Based on an acclaimed Adelaide Theater stage-play written by actor Matthew Whittet (“The Great Gatsby”) who plays Greta’s insecure father, and which forms part of a trilogy of teenage rites-of-passage theater stories, “Girl Asleep” marks the feature film debut of not only Myers and Whittet as a writer but also production and costume designer Jonathan Oxlade and sound designer Luje Smiles, both of whom come from theater. Rising Australian cinematographer Andrew Commis, who lensed “The Rocket,” a Tribeca Fest 2013 best feature film winner, shot “Girl Asleep.”

A flamboyant mix of film and theater, with dance scenes and inter-credits – written on coffee-mugs, for instance – “Girl Asleep” influences range widely from film – Wes Anderson in its opening stretches of boys and girls in dinky uniforms and child men such as Greta’s father – to literature – “Alice and Wonderland” – and fairy tales such as Sleeping Beauty and paintings, such as the pierrots in woodland reverie landscapes of Post-Impressionist Henri Rousseau.

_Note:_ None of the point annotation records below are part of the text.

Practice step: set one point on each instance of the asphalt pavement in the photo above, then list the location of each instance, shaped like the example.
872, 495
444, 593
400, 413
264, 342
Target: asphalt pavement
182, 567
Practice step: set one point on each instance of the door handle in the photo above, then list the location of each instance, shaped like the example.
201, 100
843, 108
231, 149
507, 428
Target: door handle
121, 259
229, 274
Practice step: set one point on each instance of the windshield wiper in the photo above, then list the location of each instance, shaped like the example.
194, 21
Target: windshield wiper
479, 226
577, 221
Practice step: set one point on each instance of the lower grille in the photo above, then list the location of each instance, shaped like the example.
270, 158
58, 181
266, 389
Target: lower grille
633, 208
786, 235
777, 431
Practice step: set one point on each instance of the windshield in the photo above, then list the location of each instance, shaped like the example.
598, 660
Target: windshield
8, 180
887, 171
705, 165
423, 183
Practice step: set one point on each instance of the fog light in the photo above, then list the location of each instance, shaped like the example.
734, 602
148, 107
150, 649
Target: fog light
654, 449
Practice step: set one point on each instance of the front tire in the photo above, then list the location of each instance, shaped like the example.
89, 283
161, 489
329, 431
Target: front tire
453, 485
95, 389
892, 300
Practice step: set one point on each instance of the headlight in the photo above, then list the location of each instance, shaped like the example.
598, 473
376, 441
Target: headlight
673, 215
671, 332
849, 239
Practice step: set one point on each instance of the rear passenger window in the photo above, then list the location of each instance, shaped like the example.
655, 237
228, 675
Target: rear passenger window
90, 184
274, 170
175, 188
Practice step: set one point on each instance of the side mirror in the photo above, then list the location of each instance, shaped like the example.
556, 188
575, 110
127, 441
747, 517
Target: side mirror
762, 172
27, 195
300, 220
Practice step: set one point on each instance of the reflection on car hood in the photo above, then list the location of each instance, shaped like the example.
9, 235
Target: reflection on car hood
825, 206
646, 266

“There is so much crossover in the world now. The screen’s the art medium of our lifestyle. We’re steeped in its culture. Wes Anderson’s a big hero, and Michel Gondry. Their work is quite theatrical and very highly composed,” Myers told Variety.

But, she added: “There’s a lot of autobiographical content in ‘Girl Asleep.’ Matthew Whittet is into stories about friendship and often tells the loser’s story. A lot of artists can relate to that. We were the theater nerds at school, not the sporting jocks.”

“’Girl Asleep’ is a refreshing, witty and fun take on teenage years, definitely not your typical coming-of-age film. We were impressed by this bold exercise of mixing the codes of theatre, genre and teenage films into one crowd-pleasing art-house adventure,” said Artscope label manager Sata Cissokho.

“Girl Asleep” is produced by the Windmill Theatre and Jo Dyer (“Lucky Miles,” “The Boy Castaways”) at Australia’s Soft Tread Enterprises and distributed in Australia by Kojo.

“We are very proud to see ‘Girl Asleep’ joining Artscope’s prestigious catalogue. Making it was an exhilarating ride for us as it brought together artists from the worlds of both theatre and film,” Dyer said.

“Now, in the next stage of the film’s life, we look forward to enjoying the Artscope team’s great energy, humor and savvy as they work to take our story from Australia to an international audience.”

Recent Artscope acquisitions include Gabriel Mascaro’s “Neon Bull,” a Venice Horizons’ Special Jury Prize winner and the story of a motley crew of rodeo workers which paints a portrait of a fast-transforming Brazilian North-East still brimming, however, with strict social hierarchies as well as sex and sensuality.